La question, enfin ma question, est de savoir comment en est-il venu à cette idée qui paraît fort réductrice du texte littéraire, et où il inclut Joyce et Lacan, les deux illisibles, par le fait que ça se vend. Diachroniquement il le fait dans l’après-coup de Joyce qui a réussi à vendre une littérature qui avec Finnegans wake ne parle pas, n’est pas fiction littéraire, mais lettre pure, offrant une autre jouissance que celle de la corpo-rection par les mots, autre donc que celle du courant dominant, et qui cependant, quoique minoritaire, conflue avec lui, puisque tous deux se vendent. « C’est difficile à saisir » ajoute-t-il. En effet. Qu’est-ce-ce qui le fonde à faire de la vente, et contre l’idée commune, le trait distinctif de la littérature, et qui surmonte même la ligne de fracture entre lisible et illisible ?

Nouvelle perspective

Tout cela ne se comprend bien que si on saisit à quel point Lacan dans sa lecture de Joyce abordait la littérature d’un point de vue nouveau. Ce point de vue datait d’avant et venait de la psychanalyse, il l’avait déjà appliqué à la parole analysante, à partir des années 1970, en déplaçant la visée de l’interprétation. Elle doit selon ses termes de 1973, dans la « Postface du séminaire XI », porter moins sur « ce qui se dit », autrement dit le texte métonymiquement corpo-recteur, que sur le dire, le dire comme acte d’énonciation, le « qu’on dise » avec sa visée propre et ses effets propres qui ne sont pas, comme le sont les effets du texte, des effets sujets. « L’étourdit » est inaugural et catégorique sur cette distinction. Eh bien de même, ce qu’il questionne n’est plus le texte littéraire comme il l’a fait souvent auparavant. Dans l’après-coup on voit qu’il y cherchait de quoi en éclairer l’interprétation analytique du « ce qui se dit » de la corpo-rection. Celle du désir par exemple et c’était Hamlet, celle du « narcissisme de la cause perdue » avec Claudel et Le père humilié, ou celle du rapport à l’autre femme, avec Marguerite Duras et sa Lol, etc. Désormais, il questionne non le texte et son style, mais l’acte  d’écrire, ou l’art-dire de l’écrire — comme il l’a fait pour Joyce, n’étant pas vraiment convaincu par son texte, il l’avoue. On pourrait dire, pastichant le début de « L’étourdit » : « Qu’on écrive reste oublié derrière ce qui s’écrit dans ce qui s’achète ». Ce qui s’écrit étant soit corpo-rectif soit a-corpo-rectif. Pour l’analysant son dire est demande quoiqu’il dise et c’est ce dire qui s’interprète. Si je pousse l’homologie, pour l’écrivain de fiction son écrire est aussi demande, à la cantonade certes, mais il écrit en attente d’un lecteur potentiel. Une remarque le confirme dans les conférences aux USA de 1975. « La littérature, dit-il, a essayé de devenir quelque (…) chose qui livre sa raison ». Son « pourquoi » donc. Qu’elle parle ou qu’elle ne parle pas, ce « pourquoi » est au niveau du dire qui la porte. Il peut avoir de mauvaises raisons ce dire, par, exemple Joyce dit-il, il voulait « devenir un homme important ». Et puis il généralise, rappelant que la raison pour « s’engluer dans ce métier d’écrivain » — et quand Lacan parle de la glue c’est toujours celle du sens — ce n’est pas l’inconscient, mais le symptôme, lequel, pas de doute, est toujours un mode de jouissance, une identité de jouissance.

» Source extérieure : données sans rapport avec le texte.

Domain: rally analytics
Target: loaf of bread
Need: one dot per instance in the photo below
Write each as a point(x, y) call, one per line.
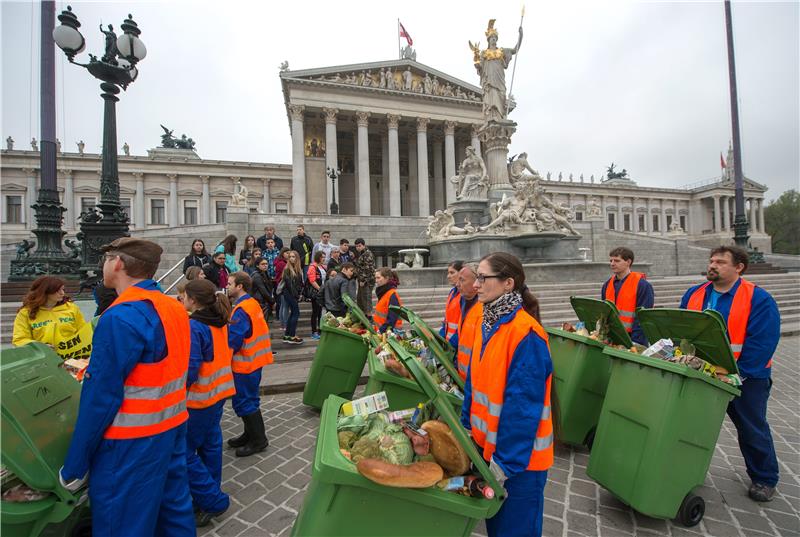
point(447, 451)
point(418, 475)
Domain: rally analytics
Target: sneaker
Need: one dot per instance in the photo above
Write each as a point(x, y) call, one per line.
point(761, 493)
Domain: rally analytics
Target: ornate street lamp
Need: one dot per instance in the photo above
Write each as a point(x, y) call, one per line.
point(334, 174)
point(116, 69)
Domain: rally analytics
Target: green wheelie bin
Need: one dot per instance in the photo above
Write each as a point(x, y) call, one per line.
point(340, 501)
point(338, 361)
point(581, 370)
point(660, 420)
point(39, 410)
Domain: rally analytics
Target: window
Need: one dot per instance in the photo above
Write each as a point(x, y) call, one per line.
point(190, 212)
point(158, 212)
point(222, 210)
point(13, 209)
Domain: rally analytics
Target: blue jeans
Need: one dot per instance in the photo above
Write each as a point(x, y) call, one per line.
point(748, 413)
point(294, 314)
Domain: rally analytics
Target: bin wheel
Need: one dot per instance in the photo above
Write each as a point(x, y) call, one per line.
point(692, 510)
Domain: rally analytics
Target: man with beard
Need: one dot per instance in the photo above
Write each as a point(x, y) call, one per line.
point(753, 326)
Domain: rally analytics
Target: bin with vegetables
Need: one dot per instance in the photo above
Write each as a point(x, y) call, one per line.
point(410, 472)
point(580, 369)
point(662, 413)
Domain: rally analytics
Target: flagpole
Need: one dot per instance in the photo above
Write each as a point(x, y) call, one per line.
point(514, 68)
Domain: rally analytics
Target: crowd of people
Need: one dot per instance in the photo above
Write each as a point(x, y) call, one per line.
point(148, 436)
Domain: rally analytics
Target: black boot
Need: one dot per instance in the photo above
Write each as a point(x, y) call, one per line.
point(254, 425)
point(239, 441)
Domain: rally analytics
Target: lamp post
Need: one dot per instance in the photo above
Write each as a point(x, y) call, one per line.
point(115, 69)
point(334, 174)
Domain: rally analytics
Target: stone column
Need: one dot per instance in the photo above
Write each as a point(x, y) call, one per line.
point(331, 151)
point(30, 198)
point(205, 202)
point(140, 203)
point(422, 166)
point(362, 120)
point(173, 200)
point(393, 121)
point(69, 200)
point(298, 160)
point(438, 184)
point(449, 160)
point(266, 202)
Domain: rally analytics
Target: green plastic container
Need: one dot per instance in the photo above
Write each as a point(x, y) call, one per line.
point(39, 411)
point(336, 367)
point(340, 501)
point(581, 370)
point(660, 421)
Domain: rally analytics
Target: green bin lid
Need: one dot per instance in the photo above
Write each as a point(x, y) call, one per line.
point(444, 354)
point(447, 414)
point(590, 310)
point(39, 410)
point(359, 314)
point(703, 329)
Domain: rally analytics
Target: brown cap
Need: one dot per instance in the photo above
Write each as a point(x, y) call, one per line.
point(135, 248)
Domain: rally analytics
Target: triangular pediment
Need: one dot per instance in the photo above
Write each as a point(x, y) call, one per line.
point(409, 78)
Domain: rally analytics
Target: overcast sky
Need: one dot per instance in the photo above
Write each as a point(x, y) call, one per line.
point(642, 84)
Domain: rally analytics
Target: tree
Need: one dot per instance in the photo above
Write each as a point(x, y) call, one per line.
point(782, 220)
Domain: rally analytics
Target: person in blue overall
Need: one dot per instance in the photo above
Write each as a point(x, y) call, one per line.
point(209, 384)
point(130, 435)
point(754, 328)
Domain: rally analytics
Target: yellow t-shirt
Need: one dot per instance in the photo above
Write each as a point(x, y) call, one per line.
point(49, 326)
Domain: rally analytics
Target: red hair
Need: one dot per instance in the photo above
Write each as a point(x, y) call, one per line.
point(37, 294)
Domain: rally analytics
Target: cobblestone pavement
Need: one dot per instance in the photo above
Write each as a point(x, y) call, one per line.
point(267, 489)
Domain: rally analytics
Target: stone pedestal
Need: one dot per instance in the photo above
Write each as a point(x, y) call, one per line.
point(476, 210)
point(495, 138)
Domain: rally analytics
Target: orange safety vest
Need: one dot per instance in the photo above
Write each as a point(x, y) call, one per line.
point(466, 336)
point(382, 309)
point(488, 378)
point(452, 314)
point(737, 317)
point(256, 351)
point(154, 400)
point(626, 301)
point(215, 379)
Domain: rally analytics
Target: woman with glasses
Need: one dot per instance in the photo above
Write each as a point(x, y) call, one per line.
point(507, 403)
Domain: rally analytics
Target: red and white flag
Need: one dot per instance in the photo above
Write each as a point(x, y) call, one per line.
point(404, 33)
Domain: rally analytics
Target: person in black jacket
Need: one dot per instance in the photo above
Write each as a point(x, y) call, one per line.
point(197, 257)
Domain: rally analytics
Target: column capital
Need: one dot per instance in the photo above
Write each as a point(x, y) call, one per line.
point(362, 118)
point(422, 124)
point(393, 120)
point(330, 114)
point(297, 111)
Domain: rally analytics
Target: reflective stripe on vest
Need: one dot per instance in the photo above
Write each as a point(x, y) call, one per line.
point(154, 399)
point(256, 351)
point(215, 378)
point(382, 310)
point(626, 301)
point(452, 314)
point(738, 316)
point(488, 381)
point(466, 337)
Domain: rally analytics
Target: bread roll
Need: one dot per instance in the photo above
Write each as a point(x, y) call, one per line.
point(447, 451)
point(418, 475)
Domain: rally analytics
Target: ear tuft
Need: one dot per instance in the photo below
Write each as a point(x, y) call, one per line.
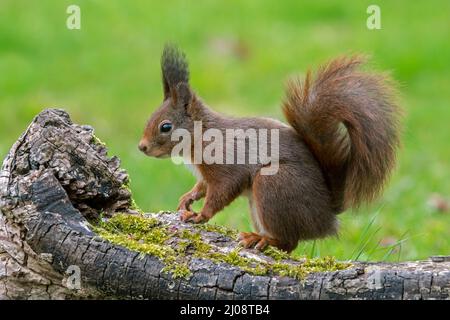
point(174, 67)
point(182, 94)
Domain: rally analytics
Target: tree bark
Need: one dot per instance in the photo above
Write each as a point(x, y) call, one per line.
point(57, 177)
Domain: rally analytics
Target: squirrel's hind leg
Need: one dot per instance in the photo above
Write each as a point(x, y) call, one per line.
point(291, 205)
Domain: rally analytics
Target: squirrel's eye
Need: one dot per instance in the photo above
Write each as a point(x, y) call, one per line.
point(165, 127)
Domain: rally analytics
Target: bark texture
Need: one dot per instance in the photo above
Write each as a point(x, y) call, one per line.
point(57, 177)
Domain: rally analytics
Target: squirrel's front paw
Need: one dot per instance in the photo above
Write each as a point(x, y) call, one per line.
point(190, 216)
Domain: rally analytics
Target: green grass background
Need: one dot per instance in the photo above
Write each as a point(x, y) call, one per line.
point(241, 52)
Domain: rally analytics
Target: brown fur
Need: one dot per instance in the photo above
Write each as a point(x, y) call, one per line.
point(337, 154)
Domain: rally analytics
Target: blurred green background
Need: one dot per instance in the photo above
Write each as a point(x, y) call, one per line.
point(241, 52)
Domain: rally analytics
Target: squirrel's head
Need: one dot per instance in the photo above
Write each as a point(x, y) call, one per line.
point(177, 109)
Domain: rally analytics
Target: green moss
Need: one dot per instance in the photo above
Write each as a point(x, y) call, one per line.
point(148, 236)
point(98, 141)
point(276, 254)
point(219, 229)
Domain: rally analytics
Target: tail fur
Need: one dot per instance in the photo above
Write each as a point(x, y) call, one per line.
point(350, 121)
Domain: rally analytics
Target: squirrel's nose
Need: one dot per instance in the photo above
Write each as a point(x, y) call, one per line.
point(143, 147)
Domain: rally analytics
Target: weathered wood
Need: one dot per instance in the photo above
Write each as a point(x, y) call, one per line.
point(57, 177)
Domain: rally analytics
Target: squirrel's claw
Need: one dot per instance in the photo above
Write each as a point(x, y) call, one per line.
point(185, 204)
point(190, 216)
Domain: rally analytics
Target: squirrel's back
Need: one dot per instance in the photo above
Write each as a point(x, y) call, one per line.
point(350, 121)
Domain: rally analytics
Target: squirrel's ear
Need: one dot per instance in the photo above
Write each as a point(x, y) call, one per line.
point(182, 94)
point(166, 87)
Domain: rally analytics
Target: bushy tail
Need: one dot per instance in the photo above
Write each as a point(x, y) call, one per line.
point(350, 121)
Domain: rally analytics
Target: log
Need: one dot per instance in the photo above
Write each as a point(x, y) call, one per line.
point(57, 179)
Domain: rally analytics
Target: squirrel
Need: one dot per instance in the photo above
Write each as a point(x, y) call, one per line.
point(335, 153)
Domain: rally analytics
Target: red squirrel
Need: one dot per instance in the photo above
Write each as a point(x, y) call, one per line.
point(336, 153)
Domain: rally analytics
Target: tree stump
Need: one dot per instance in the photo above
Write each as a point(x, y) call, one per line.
point(57, 178)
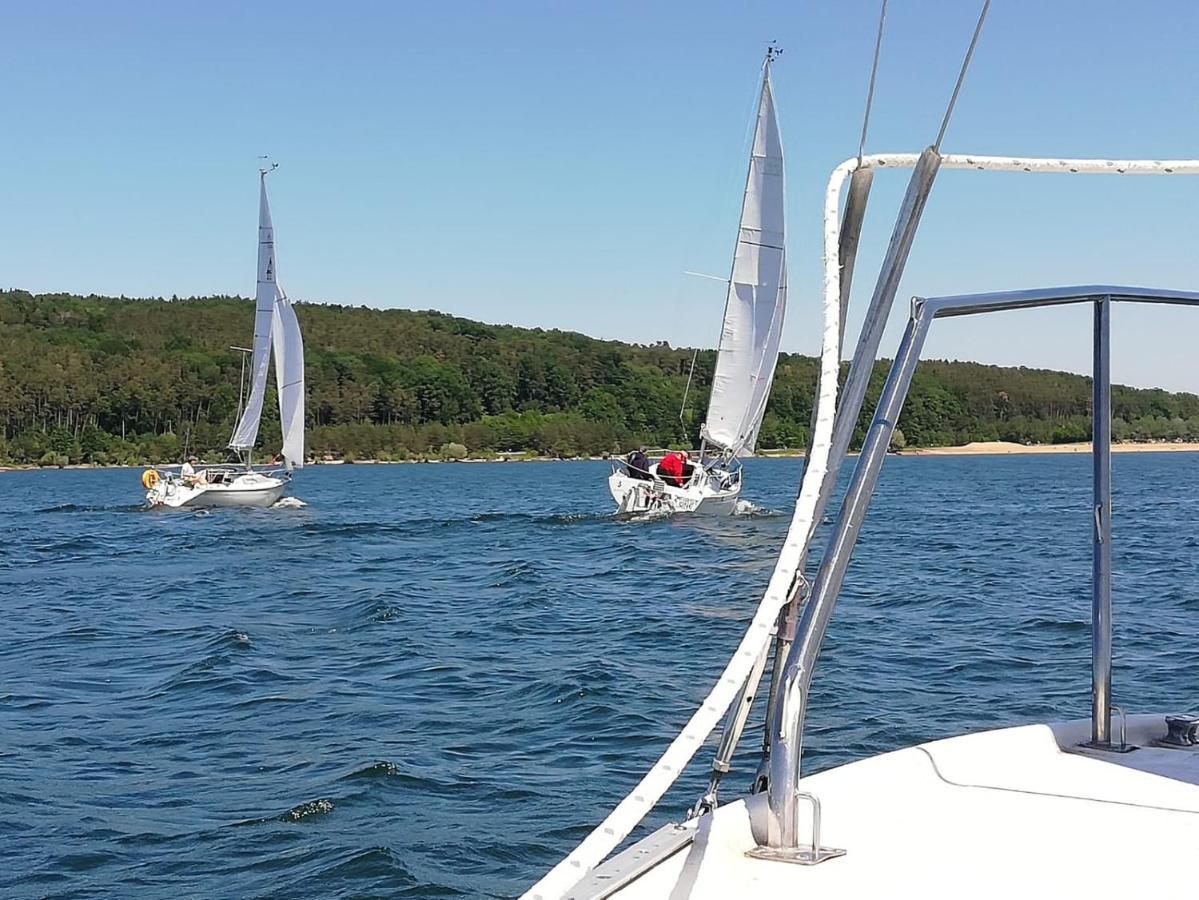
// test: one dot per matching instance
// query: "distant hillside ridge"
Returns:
(120, 380)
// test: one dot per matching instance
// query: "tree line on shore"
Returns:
(113, 380)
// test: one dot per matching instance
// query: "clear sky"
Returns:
(560, 164)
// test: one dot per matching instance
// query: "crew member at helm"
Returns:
(672, 465)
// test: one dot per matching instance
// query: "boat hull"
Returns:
(699, 496)
(1022, 811)
(251, 489)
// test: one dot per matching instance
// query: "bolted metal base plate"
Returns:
(1106, 747)
(796, 856)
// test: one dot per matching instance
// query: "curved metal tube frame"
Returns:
(787, 738)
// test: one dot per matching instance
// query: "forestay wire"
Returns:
(874, 73)
(962, 76)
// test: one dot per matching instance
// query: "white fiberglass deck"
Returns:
(996, 814)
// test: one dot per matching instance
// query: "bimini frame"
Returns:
(783, 841)
(777, 620)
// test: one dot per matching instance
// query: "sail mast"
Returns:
(757, 291)
(246, 433)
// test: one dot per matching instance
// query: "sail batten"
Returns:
(757, 295)
(289, 378)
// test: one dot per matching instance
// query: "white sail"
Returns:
(289, 379)
(757, 296)
(264, 309)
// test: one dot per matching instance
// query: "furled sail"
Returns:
(757, 296)
(289, 379)
(264, 310)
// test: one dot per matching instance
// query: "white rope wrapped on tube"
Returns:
(631, 810)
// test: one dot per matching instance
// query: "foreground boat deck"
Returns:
(999, 813)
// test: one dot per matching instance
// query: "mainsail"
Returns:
(264, 310)
(757, 295)
(289, 378)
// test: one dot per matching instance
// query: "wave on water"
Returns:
(83, 508)
(319, 807)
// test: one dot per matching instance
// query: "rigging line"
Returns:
(874, 72)
(682, 409)
(962, 74)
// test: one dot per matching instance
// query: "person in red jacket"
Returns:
(670, 467)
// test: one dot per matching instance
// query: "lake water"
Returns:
(432, 680)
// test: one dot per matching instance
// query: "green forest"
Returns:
(115, 380)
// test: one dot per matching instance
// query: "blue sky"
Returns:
(560, 164)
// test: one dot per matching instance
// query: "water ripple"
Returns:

J’ajoute une dernière référence sur laquelle je suis tombée à nouveau par hasard ces jours-ci. Le texte de Lacan, inédit, publié dans Les Cahiers cistre N° 3, du 4e trimestre 1977, du vivant de Lacan donc, et qui n’a pas été repris dans Autres écrits. Lacan y note que dans la psychanalyse on se penche volontiers sur la littérature pour la rapprocher de l’inconscient, parce qu’il y a de l’écrit dans les deux. Le texte est difficile, je ne l’ai pas complètement élucidé, mais une thèse y est nette, affirmée au moins deux fois : l’œuvre littéraire n’imite pas l’effet d’inconscient. De fait, si la raison de l’œuvre c’est le symptôme, qu’elle s’écrive pour la corpo-rection ou non, elle écrit pour… une jouissance identitaire qui fait nom propre dès lors qu’elle est offerte dans un lien social qui sustente le nom. L’inconscient, lui, est appareil langagier de la jouissance, mais il est loin de sustenter l’escabeau du nom.

Finalement ces développements, à vrai dire bien peu didactiques, et très, trop, condensés, s’origine de « L’étourdit » avec l’introduction de la dit-mention du dire ex-sistentiel, dans sa différence d’avec les dits. Ce dire ex-sistentiel est un autre réel que celui des impossibles du langage, sa finalité est en question et Lacan en déploie ensuite l’exploration dans l’introduction du sinthome, dans la redéfinition du Père, et dans la visée de l’interprétation. Une chose est sûre au moins, c’est que la cohérence y est.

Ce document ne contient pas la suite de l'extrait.